The economic implications of power

I was in a meeting with Cisco yesterday where they talked of the work they are doing with respect to greening the network in the data centre. Basically, they said, you can increase the efficiency of a data centre by decreasing the number of ports that each server uses. With virtualisation on the rise, that is apparently a big concern. The newest switches apparently take 10 watts of power on each side of the cable to run. Add that up over thousands of ports and you can see the point.

Actually, this is an ever-so-common story. The availability of power to data centres is swiftly becoming the limiting factor in much of what we do these days. Remember those old glory days where we had to optimise our systems to use as little compute and storage as possible because there just wasn’t much to go around?

We are now in the same boat again – but now there isn’t enough power to go around.

Gazing into the future a little, what is the effect of not having enough power to go around? Yes, the price will go up. Getting more requires large scale and long term investments in infrastructure, so to all intents and purposes the supply is fixed.

Is it so hard to envisage a situation where large corporate users of power are expected to kick funds into the consumer market to stabilise prices due to their disproportionate use? Or get charged a special carbon tax to offset their power use? Or actually wind up having to build their own power generation? I think it isn’t.

Now, if that or any scenario similar occurs, we are faced with a very dramatic increase in our IT expenses- without any increase in capability. Can you imagine the impact on our cost to income ratios, which have been falling steadily over the last decade? They’ll suffer a swift reversal.

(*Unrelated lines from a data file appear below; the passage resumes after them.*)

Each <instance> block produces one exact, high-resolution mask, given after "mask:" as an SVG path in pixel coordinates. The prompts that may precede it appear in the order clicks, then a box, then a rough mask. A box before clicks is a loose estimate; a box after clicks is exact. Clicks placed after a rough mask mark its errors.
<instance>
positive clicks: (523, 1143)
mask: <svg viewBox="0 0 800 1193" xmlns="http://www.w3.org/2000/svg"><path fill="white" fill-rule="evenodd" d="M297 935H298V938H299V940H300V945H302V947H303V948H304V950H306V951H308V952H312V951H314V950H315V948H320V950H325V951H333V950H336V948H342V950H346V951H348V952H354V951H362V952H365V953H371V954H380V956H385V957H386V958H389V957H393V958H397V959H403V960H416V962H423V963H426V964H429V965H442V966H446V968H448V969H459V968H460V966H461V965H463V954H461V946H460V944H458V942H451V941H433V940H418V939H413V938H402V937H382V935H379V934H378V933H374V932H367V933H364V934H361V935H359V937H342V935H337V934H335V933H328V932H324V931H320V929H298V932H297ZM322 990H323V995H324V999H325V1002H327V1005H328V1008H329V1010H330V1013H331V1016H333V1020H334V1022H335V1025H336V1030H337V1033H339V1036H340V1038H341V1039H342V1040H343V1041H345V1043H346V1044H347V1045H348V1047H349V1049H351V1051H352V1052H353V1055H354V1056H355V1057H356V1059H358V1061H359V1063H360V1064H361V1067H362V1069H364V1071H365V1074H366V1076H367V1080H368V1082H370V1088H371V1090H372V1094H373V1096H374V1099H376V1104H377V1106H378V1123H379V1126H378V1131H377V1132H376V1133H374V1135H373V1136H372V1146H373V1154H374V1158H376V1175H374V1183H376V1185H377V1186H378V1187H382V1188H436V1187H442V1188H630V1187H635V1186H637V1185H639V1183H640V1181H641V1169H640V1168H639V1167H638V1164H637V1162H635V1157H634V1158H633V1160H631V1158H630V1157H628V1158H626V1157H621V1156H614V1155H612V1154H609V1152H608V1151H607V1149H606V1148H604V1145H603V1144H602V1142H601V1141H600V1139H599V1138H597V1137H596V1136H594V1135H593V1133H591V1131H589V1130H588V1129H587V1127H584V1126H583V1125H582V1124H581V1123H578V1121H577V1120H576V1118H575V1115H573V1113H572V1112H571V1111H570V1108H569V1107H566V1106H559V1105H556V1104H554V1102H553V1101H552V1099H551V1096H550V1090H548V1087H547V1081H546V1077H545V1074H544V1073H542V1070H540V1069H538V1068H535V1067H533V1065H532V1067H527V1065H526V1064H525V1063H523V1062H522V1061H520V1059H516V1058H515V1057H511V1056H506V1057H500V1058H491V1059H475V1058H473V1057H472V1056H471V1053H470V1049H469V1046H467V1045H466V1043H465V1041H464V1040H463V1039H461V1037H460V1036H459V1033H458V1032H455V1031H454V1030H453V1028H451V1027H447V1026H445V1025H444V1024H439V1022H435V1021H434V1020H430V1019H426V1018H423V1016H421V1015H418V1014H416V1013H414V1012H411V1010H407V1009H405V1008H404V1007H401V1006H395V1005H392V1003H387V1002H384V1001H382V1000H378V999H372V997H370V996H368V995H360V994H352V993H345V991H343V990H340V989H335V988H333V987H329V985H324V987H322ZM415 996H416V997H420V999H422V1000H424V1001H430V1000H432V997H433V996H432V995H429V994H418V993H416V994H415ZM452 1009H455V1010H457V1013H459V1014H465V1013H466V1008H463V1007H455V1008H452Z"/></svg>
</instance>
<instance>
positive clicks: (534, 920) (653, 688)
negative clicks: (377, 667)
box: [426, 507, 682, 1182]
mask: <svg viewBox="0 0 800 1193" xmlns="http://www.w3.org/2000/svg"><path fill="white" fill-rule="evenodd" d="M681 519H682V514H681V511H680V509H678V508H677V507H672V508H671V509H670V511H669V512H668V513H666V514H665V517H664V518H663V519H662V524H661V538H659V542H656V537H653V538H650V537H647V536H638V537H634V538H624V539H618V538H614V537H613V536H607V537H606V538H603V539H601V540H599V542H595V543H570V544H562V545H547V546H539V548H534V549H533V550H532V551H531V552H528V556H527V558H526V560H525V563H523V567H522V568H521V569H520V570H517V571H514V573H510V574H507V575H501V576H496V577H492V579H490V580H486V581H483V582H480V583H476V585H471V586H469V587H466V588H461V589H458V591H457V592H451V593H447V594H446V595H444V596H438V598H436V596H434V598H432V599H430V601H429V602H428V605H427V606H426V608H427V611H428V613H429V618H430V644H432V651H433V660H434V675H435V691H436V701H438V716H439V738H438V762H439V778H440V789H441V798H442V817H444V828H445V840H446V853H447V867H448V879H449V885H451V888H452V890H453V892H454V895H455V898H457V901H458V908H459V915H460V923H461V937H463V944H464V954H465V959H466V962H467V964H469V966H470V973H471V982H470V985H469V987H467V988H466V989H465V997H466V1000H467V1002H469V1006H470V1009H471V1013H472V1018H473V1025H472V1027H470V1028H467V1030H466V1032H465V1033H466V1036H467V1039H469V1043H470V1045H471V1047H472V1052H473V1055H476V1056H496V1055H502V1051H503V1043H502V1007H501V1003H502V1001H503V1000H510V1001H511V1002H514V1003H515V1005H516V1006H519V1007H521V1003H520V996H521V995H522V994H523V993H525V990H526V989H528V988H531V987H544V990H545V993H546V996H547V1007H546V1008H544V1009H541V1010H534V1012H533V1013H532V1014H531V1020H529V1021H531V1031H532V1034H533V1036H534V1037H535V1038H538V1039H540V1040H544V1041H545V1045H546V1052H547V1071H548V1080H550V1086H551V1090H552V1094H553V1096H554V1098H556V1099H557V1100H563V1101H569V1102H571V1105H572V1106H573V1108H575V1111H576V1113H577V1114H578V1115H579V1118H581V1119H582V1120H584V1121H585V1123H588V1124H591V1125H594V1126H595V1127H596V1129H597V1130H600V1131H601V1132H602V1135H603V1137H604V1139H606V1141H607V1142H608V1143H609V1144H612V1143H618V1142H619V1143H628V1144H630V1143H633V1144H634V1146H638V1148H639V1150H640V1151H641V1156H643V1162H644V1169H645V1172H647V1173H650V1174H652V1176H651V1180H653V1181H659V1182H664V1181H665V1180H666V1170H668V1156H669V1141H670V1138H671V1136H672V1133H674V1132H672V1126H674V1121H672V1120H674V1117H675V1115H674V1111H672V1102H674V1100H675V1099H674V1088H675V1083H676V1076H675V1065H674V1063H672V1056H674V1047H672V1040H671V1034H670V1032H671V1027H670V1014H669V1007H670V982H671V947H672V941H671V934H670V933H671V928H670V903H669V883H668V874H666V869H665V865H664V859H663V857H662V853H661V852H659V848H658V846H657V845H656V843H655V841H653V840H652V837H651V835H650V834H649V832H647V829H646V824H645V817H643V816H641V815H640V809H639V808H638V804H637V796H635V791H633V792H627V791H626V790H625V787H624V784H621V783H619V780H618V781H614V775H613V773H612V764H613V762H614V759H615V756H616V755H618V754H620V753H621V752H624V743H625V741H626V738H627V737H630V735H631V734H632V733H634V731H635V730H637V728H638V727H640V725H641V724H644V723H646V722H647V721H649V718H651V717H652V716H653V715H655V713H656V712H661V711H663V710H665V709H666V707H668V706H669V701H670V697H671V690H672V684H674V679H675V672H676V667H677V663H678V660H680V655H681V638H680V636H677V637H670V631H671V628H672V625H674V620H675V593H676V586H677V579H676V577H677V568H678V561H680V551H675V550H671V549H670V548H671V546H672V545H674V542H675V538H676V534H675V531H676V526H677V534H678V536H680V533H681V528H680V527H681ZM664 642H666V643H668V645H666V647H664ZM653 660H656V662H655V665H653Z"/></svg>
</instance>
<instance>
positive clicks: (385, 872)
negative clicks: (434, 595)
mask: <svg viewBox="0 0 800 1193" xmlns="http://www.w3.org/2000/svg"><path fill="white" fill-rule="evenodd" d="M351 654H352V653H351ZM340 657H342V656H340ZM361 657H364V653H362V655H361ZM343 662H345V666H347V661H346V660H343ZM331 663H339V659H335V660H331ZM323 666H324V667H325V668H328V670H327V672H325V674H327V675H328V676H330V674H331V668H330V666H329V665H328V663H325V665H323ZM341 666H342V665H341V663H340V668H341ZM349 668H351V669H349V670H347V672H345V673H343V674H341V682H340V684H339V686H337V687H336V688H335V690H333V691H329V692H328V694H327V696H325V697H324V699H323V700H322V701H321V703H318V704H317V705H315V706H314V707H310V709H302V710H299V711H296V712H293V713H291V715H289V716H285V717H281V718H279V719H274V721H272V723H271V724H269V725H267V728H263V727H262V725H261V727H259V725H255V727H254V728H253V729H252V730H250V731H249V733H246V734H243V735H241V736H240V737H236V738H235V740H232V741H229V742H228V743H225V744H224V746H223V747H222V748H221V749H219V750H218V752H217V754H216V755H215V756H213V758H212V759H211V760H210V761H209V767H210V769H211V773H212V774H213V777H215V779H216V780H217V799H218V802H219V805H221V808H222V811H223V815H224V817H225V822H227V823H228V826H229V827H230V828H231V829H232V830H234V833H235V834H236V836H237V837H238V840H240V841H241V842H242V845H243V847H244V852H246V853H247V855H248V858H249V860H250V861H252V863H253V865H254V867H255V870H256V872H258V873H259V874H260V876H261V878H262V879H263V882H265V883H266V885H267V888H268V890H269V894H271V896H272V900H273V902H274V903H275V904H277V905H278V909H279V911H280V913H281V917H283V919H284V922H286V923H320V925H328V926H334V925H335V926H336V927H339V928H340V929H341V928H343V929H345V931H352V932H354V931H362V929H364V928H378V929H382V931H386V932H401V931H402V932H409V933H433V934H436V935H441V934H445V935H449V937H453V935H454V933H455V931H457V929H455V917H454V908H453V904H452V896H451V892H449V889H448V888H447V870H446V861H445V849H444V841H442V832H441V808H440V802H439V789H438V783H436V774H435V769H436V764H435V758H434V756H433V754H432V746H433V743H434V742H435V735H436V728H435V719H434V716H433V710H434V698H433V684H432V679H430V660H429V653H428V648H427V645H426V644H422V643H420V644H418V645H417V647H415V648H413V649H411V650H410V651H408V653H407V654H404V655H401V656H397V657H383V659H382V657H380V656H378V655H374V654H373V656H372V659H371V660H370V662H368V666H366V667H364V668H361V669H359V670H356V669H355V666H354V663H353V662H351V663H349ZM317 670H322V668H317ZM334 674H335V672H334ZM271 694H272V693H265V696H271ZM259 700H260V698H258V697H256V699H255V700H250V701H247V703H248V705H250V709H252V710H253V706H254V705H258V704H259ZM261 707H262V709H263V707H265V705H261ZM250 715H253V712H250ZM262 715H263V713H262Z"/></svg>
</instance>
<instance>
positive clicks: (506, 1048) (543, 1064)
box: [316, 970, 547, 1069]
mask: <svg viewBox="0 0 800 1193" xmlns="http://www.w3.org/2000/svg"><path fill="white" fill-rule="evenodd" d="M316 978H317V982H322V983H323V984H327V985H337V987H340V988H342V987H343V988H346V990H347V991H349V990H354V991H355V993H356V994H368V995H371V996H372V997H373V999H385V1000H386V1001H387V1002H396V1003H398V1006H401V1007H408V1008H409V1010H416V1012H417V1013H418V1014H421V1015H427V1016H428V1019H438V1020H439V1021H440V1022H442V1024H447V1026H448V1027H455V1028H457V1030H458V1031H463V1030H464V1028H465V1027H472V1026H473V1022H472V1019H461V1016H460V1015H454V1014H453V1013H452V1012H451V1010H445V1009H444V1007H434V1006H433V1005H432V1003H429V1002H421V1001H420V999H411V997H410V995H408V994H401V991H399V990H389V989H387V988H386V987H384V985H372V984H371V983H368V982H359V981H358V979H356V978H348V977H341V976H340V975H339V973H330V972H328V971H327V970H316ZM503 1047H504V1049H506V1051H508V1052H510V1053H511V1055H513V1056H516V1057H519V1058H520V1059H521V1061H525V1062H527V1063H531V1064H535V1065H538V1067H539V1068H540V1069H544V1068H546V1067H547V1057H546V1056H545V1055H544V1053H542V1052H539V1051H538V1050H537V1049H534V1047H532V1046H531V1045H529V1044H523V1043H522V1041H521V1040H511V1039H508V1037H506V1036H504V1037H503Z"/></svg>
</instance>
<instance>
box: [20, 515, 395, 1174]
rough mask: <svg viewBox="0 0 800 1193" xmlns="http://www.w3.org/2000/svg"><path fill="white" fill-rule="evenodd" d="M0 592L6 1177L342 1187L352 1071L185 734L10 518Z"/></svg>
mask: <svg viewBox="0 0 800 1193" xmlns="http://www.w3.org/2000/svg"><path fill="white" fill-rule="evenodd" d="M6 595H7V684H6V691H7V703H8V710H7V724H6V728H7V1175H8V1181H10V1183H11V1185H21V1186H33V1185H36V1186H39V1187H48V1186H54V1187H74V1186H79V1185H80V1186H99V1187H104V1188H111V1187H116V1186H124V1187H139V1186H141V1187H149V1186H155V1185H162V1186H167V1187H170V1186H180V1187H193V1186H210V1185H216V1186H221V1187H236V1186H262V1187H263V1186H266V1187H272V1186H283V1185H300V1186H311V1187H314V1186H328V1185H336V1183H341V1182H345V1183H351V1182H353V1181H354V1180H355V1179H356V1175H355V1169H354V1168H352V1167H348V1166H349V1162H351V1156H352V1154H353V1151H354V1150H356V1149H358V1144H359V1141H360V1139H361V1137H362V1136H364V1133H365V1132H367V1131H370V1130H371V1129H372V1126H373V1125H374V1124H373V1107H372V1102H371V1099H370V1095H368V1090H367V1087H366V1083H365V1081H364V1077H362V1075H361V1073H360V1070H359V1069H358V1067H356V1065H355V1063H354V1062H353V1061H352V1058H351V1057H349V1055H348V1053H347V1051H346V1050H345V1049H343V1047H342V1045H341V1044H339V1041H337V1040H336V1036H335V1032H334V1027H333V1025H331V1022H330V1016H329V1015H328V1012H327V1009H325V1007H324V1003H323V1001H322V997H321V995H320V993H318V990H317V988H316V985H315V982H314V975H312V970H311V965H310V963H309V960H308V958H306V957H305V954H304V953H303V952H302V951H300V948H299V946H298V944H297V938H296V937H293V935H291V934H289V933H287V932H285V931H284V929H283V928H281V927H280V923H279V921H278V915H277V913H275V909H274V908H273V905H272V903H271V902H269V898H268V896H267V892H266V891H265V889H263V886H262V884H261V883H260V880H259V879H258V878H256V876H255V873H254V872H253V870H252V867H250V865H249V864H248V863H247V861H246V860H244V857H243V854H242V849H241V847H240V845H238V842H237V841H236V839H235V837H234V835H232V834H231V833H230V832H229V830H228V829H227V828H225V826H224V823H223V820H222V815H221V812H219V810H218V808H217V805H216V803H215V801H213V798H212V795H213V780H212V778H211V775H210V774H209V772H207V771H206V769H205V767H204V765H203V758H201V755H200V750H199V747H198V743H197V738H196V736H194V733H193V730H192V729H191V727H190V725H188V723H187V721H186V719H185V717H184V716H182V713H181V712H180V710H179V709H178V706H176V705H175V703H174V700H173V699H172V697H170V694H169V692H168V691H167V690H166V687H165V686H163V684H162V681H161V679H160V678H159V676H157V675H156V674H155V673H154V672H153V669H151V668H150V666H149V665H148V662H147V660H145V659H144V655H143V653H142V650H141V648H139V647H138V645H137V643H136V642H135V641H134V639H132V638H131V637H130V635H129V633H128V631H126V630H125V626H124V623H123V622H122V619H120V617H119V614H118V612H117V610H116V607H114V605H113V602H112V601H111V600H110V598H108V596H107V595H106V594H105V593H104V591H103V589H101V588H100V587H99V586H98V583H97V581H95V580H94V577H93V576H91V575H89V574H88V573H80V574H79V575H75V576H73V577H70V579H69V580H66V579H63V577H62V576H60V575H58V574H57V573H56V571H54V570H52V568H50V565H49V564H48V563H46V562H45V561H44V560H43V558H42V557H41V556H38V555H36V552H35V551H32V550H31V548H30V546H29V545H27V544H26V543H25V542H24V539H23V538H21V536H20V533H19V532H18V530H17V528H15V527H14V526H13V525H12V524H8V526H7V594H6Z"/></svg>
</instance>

20 years ago, the biggest cost when you wanted to start an airline was buying the planes. What is it now? The fuel. The entire dynamic of the airline industry was changed by it.

How likely is it that the largest costs of a particular IT capability – over the life of the system – will be the power that drives the system? I think very. Such a development will have architectural and economic consequences for everyone that needs a lot of compute.

Banks? We’re practically all computer.

In deregulated markets, it is already the case that you can buy power in advance. For a fixed price. Having a futures exchange for power is a natural consequence of scarcity, so I suppose those will become more common in the near future.

But power is an input in a long value chain that results in data centre compute. There are so many other things that have to be taken into account as well: the cost and availability of network links, the skills of people in the area, and the economic environment of the local region. These all result in various – and fluctuating – prices per MIP in the data centre.

Wouldn’t it be natural, then, that we might see the emergence of MIPS markets? A futures exchange where one buys cycles in the cloud? If we take the airline analogy again, that is certainly what happens when carriers need to guarantee the price of their fuel for the future.

I think it won’t be that long until we will need the ability to run our workloads on any cloud, anywhere. That will be because we’ll get our MIPS for the best price, in advance, on a futures exchange. Of course there are technical and cultural issues with this, and I can already imagine the security folk meltdown when anyone dares to suggest putting customer data not just on someone else’s data centre, but on a random facility dictated entirely by price.

But economics are a powerful motivator.

3 Responses to“The economic implications of power”

  1. May 20, 2008 at 5:24 am #

    “Amazon Elastic Compute Cloud (Amazon EC2) is a web service that provides resizable compute capacity in the cloud” – Almost sounds like you wrote the ad.

  2. May 25, 2008 at 10:58 pm #

    Have a look at this !
    I’m sure there are caveats, but it’s impressive that it works in general.

  3. July 25, 2008 at 2:41 pm #

    A MIPS market proposal is the subject of an article I’ll be posting shortly, along with a suggestion for breaking how it might all work (that is, a better approximation of the energy grid).
    In the mean time I’ve just posted what I think comes close to a ‘consensus’ definition of Cloud Computing (complete with a 2,000 word explanation) that I think you might find interesting:
    “Cloud Computing is the realisation of Internet (‘Cloud’) based development and use of computer technology (‘Computing’) delivered by an ecosystem of providers.”